A Constitutional Obligation Left Unfulfilled
Speaking on Joy FM's Super Morning Show on April 2, amid active PAC sittings in Parliament, Avedzi pointed to Article 187(6) of Ghana's Constitution as the legal foundation for a mechanism that has simply never been activated. The provision envisions a Special Committee tasked with ensuring that recommendations arising from PAC proceedings -- once adopted by the full House -- are actually carried forward and acted upon by the relevant state institutions, including the Attorney-General's Office.
What makes the omission particularly striking is that this is not a policy gap -- it is a constitutional mandate. The framers of Ghana's 1992 Constitution clearly anticipated the risk of accountability recommendations being ignored, and specifically provided for a parliamentary body to close that loop. Yet across every parliament since 1993, the committee has never been constituted.
"The constitution also makes a provision that, after all these, parliament must set up a Special Committee in the interest of the public. That committee will ensure that the recommendations of the Public Accounts Committee which have been adopted by the entire House are implemented. That is what we are lacking -- that committee has never been set up. Since the inception of constitutional rule, we have never established that committee. That is where the problem is." -- James Klutse Avedzi
The former PAC chairman's statement underlines a troubling reality: since Ghana returned to constitutional democracy, no government or parliament has taken the necessary steps to constitute this body, leaving a statutory accountability gap that has persisted across multiple administrations and parliamentary cycles covering both NDC and NPP governments.
How the Gap Undermines Prosecution of Offenders
At the heart of Avedzi's concern is the disconnect between the PAC's findings and actual legal consequences for those found culpable. The Public Accounts Committee reviews reports from the Auditor-General and holds hearings on financial irregularities across government ministries, departments, agencies, and state-owned enterprises. When infractions are confirmed and recommendations adopted by Parliament, those referrals are sent to the Attorney-General's Department for prosecution.

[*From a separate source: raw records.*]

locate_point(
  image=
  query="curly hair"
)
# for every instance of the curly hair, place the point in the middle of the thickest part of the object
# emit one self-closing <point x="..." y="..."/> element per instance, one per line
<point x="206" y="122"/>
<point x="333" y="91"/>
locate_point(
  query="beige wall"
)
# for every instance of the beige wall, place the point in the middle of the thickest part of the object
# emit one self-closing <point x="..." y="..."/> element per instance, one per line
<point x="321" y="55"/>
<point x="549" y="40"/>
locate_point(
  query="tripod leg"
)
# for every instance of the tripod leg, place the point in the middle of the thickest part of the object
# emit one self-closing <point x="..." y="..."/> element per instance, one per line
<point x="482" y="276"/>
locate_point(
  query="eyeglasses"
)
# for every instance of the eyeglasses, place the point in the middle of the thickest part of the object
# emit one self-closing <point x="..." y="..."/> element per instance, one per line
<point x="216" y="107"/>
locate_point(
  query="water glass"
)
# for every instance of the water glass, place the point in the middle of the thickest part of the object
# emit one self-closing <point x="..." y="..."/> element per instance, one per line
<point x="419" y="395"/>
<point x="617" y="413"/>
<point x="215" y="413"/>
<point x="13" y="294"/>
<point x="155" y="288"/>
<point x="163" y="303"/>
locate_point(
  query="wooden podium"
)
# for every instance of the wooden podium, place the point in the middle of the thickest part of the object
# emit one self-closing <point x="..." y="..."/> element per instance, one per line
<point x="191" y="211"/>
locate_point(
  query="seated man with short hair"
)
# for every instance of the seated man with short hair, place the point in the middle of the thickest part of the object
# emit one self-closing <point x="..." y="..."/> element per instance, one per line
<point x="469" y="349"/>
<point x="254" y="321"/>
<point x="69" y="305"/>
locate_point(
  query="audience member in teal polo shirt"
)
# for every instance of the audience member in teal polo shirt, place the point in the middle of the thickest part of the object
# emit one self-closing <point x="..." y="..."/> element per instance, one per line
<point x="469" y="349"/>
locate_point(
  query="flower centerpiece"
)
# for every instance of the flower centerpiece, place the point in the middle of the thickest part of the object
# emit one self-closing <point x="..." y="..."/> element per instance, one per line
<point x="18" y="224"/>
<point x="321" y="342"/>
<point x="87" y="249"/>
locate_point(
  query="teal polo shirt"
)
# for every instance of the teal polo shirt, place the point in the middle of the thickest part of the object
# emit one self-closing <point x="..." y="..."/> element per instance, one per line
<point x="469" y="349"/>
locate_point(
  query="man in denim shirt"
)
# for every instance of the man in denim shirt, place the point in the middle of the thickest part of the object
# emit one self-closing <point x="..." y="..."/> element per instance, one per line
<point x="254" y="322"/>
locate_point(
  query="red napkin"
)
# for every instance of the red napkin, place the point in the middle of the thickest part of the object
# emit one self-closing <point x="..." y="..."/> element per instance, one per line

But without the Special Committee to follow up, there is no formal parliamentary mechanism to hold the Attorney-General accountable for acting -- or failing to act -- on those referrals. The result is a system where referrals can quietly expire without any public explanation or consequence.
"If that committee is there, it will ensure that the recommendations of the Public Accounts Committee which was adopted by the House -- the Attorney-General, you are to prosecute the people, what have you done? Go ahead and prosecute the people. Then the Attorney-General will know that after the Public Accounts Committee's report has been adopted, there is another committee that calls me to question." -- Avedzi
In effect, the Special Committee would serve as an oversight layer over the accountability chain itself -- ensuring that the progression from audit finding to parliamentary recommendation to legal prosecution remains intact, transparent, and enforceable. Without it, each step in the chain is technically completed, but the final outcome -- justice -- is never guaranteed.

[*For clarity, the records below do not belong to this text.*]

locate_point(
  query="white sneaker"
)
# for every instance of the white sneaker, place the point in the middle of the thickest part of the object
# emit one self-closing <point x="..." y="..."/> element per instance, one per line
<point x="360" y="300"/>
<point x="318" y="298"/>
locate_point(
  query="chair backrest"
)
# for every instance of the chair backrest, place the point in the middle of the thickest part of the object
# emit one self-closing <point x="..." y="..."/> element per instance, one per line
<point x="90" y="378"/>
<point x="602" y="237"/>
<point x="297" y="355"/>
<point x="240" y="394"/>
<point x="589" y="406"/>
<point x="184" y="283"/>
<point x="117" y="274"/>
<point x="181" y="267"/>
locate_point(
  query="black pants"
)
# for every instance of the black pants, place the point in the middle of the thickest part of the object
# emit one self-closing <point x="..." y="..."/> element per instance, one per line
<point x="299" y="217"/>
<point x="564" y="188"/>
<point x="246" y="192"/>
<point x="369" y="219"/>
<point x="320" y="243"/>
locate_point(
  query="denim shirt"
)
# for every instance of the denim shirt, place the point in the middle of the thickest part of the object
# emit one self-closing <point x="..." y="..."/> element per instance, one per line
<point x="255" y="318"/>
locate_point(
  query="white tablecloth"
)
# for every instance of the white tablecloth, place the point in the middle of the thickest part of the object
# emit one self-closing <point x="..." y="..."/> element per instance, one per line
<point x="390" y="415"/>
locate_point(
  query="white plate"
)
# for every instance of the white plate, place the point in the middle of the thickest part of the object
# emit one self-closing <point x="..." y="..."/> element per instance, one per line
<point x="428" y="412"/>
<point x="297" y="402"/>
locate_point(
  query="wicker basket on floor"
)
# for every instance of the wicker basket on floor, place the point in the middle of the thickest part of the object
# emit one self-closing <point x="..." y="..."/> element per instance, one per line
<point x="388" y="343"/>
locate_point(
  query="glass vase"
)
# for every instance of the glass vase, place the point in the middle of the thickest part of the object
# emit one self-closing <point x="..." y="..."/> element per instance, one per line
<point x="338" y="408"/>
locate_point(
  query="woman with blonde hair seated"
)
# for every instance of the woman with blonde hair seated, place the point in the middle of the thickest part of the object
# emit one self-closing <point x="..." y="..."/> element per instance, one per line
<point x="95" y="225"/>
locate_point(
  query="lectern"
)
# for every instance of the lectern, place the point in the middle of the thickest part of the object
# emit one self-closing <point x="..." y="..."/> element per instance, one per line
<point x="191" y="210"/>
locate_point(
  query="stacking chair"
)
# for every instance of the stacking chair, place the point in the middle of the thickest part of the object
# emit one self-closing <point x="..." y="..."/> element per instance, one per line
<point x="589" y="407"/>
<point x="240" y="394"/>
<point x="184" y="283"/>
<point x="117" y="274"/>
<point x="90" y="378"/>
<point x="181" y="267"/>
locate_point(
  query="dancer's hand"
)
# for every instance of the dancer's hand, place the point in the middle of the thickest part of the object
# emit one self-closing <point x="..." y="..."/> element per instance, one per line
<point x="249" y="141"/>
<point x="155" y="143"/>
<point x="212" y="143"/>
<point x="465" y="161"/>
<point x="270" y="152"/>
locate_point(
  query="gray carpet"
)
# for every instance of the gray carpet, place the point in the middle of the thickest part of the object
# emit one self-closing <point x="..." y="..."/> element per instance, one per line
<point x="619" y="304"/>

A Pattern of Stalled Referrals
Avedzi's remarks carry weight given his direct experience as PAC Chairman. He noted that cases brought before the committee and subsequently referred to the Attorney-General's office have a persistent pattern of going quiet -- no public updates on whether charges were filed, investigations concluded, or officials held responsible for financial misconduct.
This is not an incidental observation. It reflects a systemic pattern that undermines public confidence in the accountability institutions Ghana has built. Citizens, civil society groups, and the media regularly note that despite years of damning Auditor-General reports identifying billions of cedis in financial infractions, very few individuals have faced prosecution and even fewer have been convicted.

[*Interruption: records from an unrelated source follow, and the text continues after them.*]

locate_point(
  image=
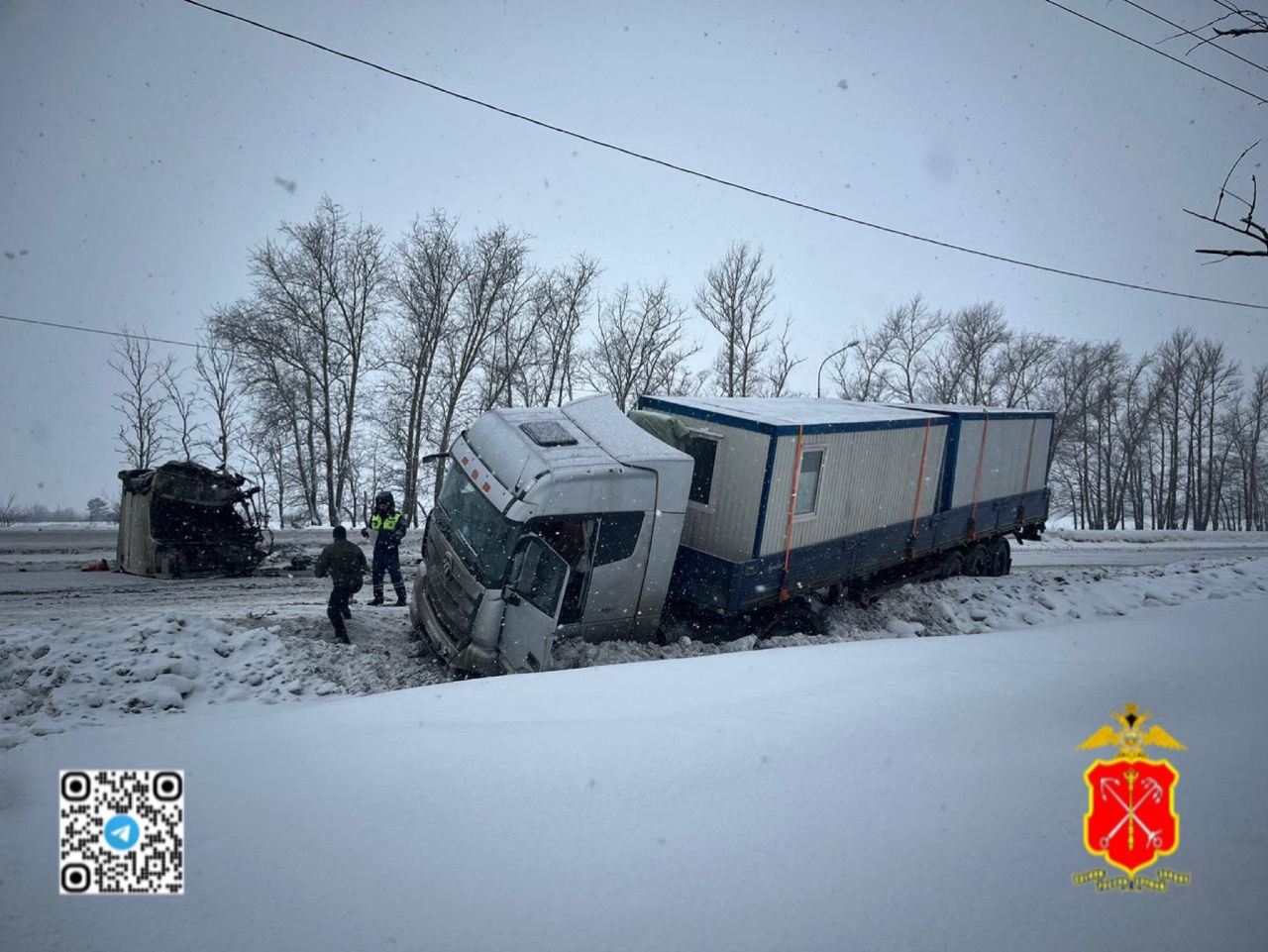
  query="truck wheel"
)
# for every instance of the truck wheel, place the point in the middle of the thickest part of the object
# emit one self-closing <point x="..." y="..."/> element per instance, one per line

- PAC recommendations are adopted by the full Parliament
- Referrals are forwarded to the Attorney-General for prosecution
- No Special Committee exists to track or enforce follow-through
- Cases stall without public accountability or visible outcome
- Repeat offenders face no credible deterrent within the system
This cycle, Avedzi argued, fundamentally weakens Ghana's public financial management system. When accountability stops at recommendation and never reaches enforcement, the deterrent effect of public audits is dramatically reduced -- and those responsible for managing public resources learn that the consequences of infractions are limited.
Broader Implications for Public Finance Accountability
The issue Avedzi raises is not merely procedural or technical. It touches on the credibility of Ghana's entire audit and accountability infrastructure. The Auditor-General's office invests significant resources in identifying irregularities and preparing comprehensive reports. Parliament dedicates time, staff resources, and public attention to PAC hearings. Civil society and the media amplify findings to generate public pressure for accountability.
Yet if the final link in the chain -- prosecution and enforcement -- consistently fails to materialize, those earlier investments yield diminishing returns in terms of actual deterrence and behavior change within government institutions.
Avedzi's intervention also raises important questions about parliamentary culture and institutional will. Constituting the Special Committee requires no new legislation, no constitutional amendment, and no significant additional budget. It is within the power of any sitting Parliament to act on Article 187(6). The fact that it has not been done in over 30 years suggests that there may be institutional incentives -- on both sides of the political aisle -- to allow audit referrals to remain unresolved.
As PAC proceedings continue in the current Parliament, his call serves as a direct challenge to the House to take this step and close a long-standing constitutional gap. Ghana has the blueprint -- the committee simply needs to be built, funded, and empowered to compel action from the Attorney-General's Department. Until that happens, the accountability chain will remain broken at its most critical point.